The petrol price has declined about $2 this week from highs of around $41.60/barrel last weekend. That has translated into weakness for the CAD, and thus the USD/CAD has had the first week of gains after nine consecutive losing weeks. The candle engulfs last week´s candle and that´s a bullish sign… but with the petrol producers meeting coming up in April we won´t try to be heroes and go long right now. On the daily chart, we see that after making a doji last Friday the price moved up about 300 pips this week, so it was time to open a long-term signal for a few hundred pips. But after nine consecutive weeks of declining numbers, we were hesitant. Anyway, the price is just below the 100 smooth MA and the 20 MA in that timeframe chart, so we will see how it will behave. If it breaks above, that will be a bullish sign, if not then we will wait for a better entry price further down before opening up a long-term buy forex signal in this pair.
The engulfing weekly candle is a bullish indicator
We are just below the 100 smooth MA
EUR/USD moved 300 pips up after the FED´s dovish FOMC statement last Wednesday. That came after the previous week, where this pair had already moved 400 pips higher after the ECB meeting. Since Thursday before last, this pair has been in a constant downtrend, turning south and making new lows after retracing to the downtrend line on the hourly chart. The price is above the trend line now, but that´s because Friday and the weekend was a Western holiday, and as a result, the price couldn’t go anywhere. However, on the H4 chart, we see another picture. An Elliott Wave Pattern is unfolding and it looks like we are its fourth wave, which is the retracement wave. But, it remains to be seen if the pattern will be completed.

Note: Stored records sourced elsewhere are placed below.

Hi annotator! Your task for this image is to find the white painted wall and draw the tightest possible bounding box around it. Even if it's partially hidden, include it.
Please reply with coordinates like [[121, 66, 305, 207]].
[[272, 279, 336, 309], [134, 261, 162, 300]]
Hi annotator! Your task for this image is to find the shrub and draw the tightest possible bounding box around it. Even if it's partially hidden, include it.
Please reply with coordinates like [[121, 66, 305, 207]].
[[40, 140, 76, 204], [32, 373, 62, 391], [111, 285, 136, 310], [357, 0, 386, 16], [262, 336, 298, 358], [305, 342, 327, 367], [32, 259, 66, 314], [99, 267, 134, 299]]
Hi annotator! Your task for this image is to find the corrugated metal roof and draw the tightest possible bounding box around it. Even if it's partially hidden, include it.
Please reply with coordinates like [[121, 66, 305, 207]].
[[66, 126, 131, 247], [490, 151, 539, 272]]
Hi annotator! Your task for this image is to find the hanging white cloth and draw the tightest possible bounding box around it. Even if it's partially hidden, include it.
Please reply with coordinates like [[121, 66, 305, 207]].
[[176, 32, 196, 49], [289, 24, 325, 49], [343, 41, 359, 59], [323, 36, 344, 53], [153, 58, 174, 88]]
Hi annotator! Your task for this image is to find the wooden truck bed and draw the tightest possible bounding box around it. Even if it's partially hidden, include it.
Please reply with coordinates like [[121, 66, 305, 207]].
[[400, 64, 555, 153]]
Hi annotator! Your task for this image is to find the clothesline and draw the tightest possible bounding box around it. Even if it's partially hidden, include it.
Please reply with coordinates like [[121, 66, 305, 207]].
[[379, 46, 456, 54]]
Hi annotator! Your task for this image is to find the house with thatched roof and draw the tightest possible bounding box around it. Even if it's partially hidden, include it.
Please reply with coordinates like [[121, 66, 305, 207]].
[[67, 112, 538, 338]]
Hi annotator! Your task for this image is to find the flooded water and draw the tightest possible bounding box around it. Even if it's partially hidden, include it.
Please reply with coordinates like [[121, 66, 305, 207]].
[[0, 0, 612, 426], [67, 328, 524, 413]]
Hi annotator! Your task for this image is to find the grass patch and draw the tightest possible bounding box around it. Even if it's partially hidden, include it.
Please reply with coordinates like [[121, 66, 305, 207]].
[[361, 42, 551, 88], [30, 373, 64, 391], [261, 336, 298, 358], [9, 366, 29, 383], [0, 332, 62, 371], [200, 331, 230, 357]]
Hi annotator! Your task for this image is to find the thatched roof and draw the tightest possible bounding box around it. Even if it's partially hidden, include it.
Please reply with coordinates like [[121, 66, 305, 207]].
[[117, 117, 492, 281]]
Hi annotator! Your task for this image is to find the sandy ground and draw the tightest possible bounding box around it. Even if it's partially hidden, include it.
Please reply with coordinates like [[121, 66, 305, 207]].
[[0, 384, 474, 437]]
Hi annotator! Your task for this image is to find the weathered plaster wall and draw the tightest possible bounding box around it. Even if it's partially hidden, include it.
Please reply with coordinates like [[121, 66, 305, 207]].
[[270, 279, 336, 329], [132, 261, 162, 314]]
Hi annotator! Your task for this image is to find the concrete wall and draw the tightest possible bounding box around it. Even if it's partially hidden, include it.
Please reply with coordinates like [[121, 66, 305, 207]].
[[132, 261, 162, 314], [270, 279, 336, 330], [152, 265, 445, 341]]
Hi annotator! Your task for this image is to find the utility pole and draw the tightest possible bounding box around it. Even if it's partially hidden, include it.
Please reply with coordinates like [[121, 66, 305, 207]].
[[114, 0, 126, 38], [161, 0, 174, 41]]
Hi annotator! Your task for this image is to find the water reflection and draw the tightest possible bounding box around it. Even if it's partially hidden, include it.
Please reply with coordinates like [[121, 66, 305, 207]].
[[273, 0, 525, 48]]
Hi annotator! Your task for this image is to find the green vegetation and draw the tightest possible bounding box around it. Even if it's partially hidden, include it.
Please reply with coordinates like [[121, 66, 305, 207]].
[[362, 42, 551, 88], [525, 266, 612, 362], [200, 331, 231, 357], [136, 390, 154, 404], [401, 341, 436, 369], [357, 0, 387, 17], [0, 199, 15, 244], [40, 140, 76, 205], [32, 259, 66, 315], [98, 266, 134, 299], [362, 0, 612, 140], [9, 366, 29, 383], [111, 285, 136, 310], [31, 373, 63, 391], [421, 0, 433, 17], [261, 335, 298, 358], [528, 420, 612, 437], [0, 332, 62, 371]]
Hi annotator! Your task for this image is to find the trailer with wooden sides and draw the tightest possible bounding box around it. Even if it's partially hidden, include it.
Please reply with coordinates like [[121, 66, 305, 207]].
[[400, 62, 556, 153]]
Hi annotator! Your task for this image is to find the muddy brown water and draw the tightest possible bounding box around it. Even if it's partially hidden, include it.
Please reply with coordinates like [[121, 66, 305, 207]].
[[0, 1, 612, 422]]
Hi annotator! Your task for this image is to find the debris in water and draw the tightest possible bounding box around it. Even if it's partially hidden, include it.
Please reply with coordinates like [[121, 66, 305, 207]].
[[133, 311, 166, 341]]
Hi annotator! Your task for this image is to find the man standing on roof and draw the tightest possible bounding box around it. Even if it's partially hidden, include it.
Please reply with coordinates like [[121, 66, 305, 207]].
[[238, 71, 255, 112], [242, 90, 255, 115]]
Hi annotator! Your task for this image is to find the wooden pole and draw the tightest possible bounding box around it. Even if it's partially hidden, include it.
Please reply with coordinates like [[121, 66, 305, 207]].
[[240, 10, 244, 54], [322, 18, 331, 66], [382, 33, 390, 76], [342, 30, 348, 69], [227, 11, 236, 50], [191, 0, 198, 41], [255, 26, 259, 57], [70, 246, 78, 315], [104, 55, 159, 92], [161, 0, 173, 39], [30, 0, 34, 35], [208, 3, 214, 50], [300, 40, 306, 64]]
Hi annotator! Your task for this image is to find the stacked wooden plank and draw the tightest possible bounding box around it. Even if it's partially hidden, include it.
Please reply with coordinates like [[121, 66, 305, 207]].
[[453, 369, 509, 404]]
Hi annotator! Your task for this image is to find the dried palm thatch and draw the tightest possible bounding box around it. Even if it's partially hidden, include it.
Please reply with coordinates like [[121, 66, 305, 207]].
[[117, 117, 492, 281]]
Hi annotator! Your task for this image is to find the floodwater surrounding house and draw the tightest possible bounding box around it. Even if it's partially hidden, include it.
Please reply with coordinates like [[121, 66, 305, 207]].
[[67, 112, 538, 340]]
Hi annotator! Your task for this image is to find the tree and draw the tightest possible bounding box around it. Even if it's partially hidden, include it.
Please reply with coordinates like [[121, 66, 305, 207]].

EUR/USD has been in a continuous downtrend all this week
The H4 chart shows an Elliott wave pattern taking place
The week in conclusion
We closed the fourth week of March and are edging closer towards the end of the month, increasing our profits every week. The volatility has been very high, but this week the price action was very quiet, apart from a short period after the Belgium attacks. So, we only had 12 forex signals, three of which remain open, but the profit was good nonetheless. This weekend was Easter weekend and we wish a Happy Easter to everyone who celebrates this holiday.